The output of FUN in a list, or simplified to a vector or array.


Recursive mapply()

Description

Recursively apply a function to a list or lists.

Usage

rMapply(FUN, ..., MoreArgs = NULL, SIMPLIFY = TRUE, USE.NAMES = TRUE)

Arguments

FUN

Function to apply.

...

Object(s) to which FUN can be applied, or lists of such objects to iterate over (defined narrowly, as of class "list").

MoreArgs

A list of additional arguments to FUN.

SIMPLIFY

Logical, whether to simplify the results to a vector or array.

USE.NAMES

Logical, whether to use the names of the first list object in ... for the output.

Details

rMapply() recursively applies FUN to the elements of the lists in ... via mapply(). If only a single list is supplied, the function acts like a recursive version of sapply(). The particular condition that determines if the function should stop recursing is if either the first or second objects in ... are not of class "list". Thus, unlike mapply(), it will not iterate over non-list elements in these objects, but instead returns the output of FUN(...).

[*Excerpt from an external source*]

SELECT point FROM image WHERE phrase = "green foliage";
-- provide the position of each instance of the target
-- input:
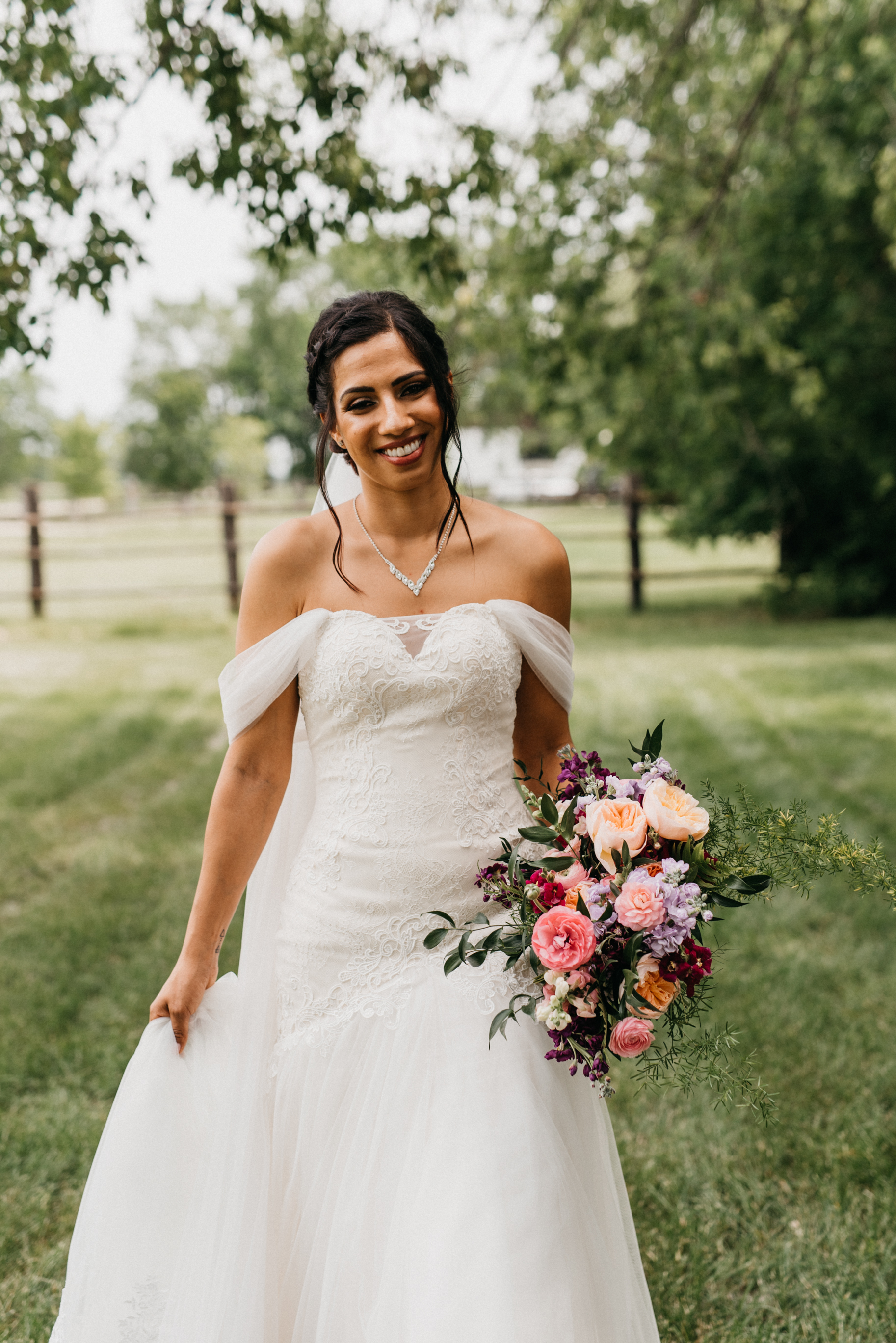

This is primarily a convenience function used internally to enable recursive application of functions to lists or nested lists. Its particular stop condition for recursing is also designed to either a) act as a wrapper for FUN if the first object in ... is not a list, or b) apply a weighted averaging operation if the first object is a list and the second object is a numeric vector of weights.

Value

The output of FUN in a list or nested list, or simplified to a vector or array (or list of arrays).